Background: The Cyclooxygenases (Cox) play a key role in arachidonic acid metabolism. An imbalance of leucotriens and prostaglandins is considered to be a major component in the pathogenesis of nasal polyps occurring in combination with analgetics intolerance. Recent findings suggest the involvement of Vascular Endothelial Growth Factor (VEGF) and Survivin in nasal polyp formation. However, the relevance of a dysregulated expression of the Cyclooxygenases, VEGF and Survivin in patients with aspirin intolerance is largely unknown.

Methods: 87 tissue specimens were stained by immunohistochemistry for Cox-1, Cox-2, VEGF and Survivin. These specimens were taken from patients with nasal obstruction without inflammatory disease during turbinate surgery and from patients suffering from chronic rhinosinusitis with polyposis. Staining intensities were semiquantitatively evaluated and statistically analyzed in terms of aspirin intolerance.

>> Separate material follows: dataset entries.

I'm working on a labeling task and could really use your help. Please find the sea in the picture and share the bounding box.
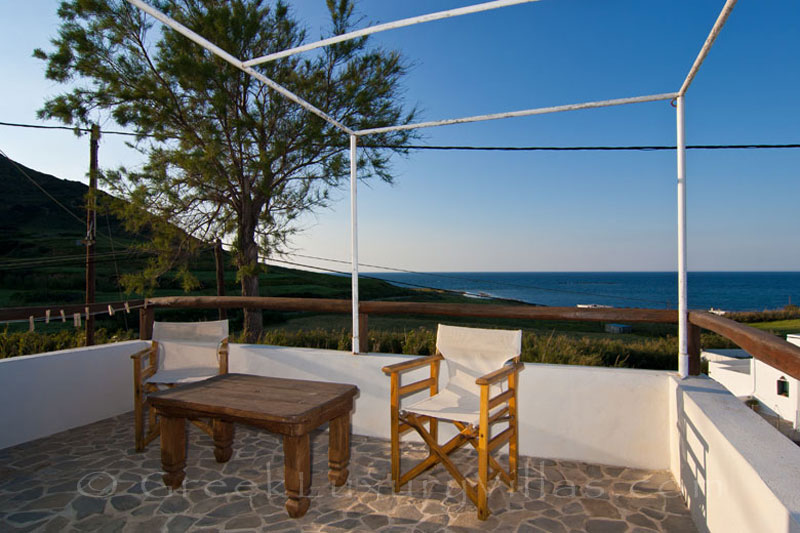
[372,272,800,311]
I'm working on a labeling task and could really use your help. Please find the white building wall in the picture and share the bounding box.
[669,378,800,533]
[708,359,755,397]
[752,359,800,429]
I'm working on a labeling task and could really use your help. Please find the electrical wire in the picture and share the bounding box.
[0,148,86,224]
[0,122,800,152]
[286,254,670,307]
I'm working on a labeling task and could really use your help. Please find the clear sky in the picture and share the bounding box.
[0,0,800,271]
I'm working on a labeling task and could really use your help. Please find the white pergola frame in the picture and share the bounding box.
[127,0,737,378]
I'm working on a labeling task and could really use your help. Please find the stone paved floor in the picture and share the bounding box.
[0,414,695,532]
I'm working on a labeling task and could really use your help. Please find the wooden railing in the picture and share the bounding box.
[689,311,800,379]
[139,296,800,379]
[0,300,144,322]
[0,296,800,379]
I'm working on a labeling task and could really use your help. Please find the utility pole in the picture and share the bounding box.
[86,124,100,346]
[214,239,228,320]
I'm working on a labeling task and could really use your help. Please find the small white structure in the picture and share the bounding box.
[702,334,800,430]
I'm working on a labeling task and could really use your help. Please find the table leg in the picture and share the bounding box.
[328,413,350,487]
[283,433,311,518]
[160,415,186,489]
[211,418,233,463]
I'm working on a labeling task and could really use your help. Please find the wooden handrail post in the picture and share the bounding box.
[358,313,369,353]
[139,307,156,341]
[686,323,701,376]
[214,239,228,320]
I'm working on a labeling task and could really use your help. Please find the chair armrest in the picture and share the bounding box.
[131,346,152,361]
[382,354,444,375]
[475,361,525,385]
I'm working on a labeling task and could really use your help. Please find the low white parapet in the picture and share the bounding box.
[230,345,669,469]
[670,377,800,533]
[6,341,800,533]
[0,341,149,448]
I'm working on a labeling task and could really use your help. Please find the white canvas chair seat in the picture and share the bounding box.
[402,387,506,426]
[145,366,219,385]
[132,320,228,451]
[383,324,523,520]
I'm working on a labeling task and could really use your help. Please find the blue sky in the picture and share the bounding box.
[0,0,800,271]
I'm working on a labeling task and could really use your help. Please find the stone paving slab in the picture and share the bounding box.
[0,413,696,533]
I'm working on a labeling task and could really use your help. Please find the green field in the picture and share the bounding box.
[0,157,800,369]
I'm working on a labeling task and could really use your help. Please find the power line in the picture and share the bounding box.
[0,148,85,225]
[363,143,800,152]
[287,254,670,306]
[268,258,496,303]
[0,122,139,137]
[0,122,800,152]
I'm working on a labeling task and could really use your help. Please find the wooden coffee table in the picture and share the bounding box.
[148,374,358,518]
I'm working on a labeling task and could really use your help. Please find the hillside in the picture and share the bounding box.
[0,156,416,307]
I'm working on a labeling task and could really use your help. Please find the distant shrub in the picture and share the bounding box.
[725,305,800,323]
[255,327,678,370]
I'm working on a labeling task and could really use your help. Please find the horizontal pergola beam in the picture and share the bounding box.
[355,93,678,136]
[244,0,539,67]
[678,0,737,96]
[127,0,353,135]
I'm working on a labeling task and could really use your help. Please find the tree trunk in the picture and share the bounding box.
[238,205,264,343]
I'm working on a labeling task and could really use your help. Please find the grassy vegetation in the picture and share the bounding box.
[0,157,800,369]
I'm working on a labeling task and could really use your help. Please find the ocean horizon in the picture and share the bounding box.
[363,271,800,311]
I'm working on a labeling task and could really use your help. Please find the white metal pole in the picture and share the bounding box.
[677,96,689,379]
[244,0,539,67]
[350,135,359,355]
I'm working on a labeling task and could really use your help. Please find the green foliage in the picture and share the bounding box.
[0,327,135,359]
[34,0,414,314]
[725,305,800,324]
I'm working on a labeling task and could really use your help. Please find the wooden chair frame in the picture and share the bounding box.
[131,337,228,452]
[383,351,525,520]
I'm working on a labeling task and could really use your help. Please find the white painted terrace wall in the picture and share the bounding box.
[708,359,756,397]
[6,341,800,533]
[669,376,800,533]
[0,341,149,448]
[752,359,800,429]
[230,345,669,469]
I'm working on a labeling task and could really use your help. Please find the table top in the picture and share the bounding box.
[148,374,358,425]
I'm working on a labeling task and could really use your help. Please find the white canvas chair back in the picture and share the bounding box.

Results: In nasal polyps the expression of Cox-1 was significantly higher than in specimens without inflammatory disease. An upregulated expression of Survivin and VEGF was observed in nasal polyps, furthermore VEGF and Survivin expression was strongly upregulated in nasal polyps from patients with aspirin intolerance.

Conclusion: These data support the concept of an imbalanced Cyclooxygenases-, VEGF- and Survivin-expression as part of the pathogenesis of nasal polyp formation and is assumed to be an attribute in patients with aspirin intolerance.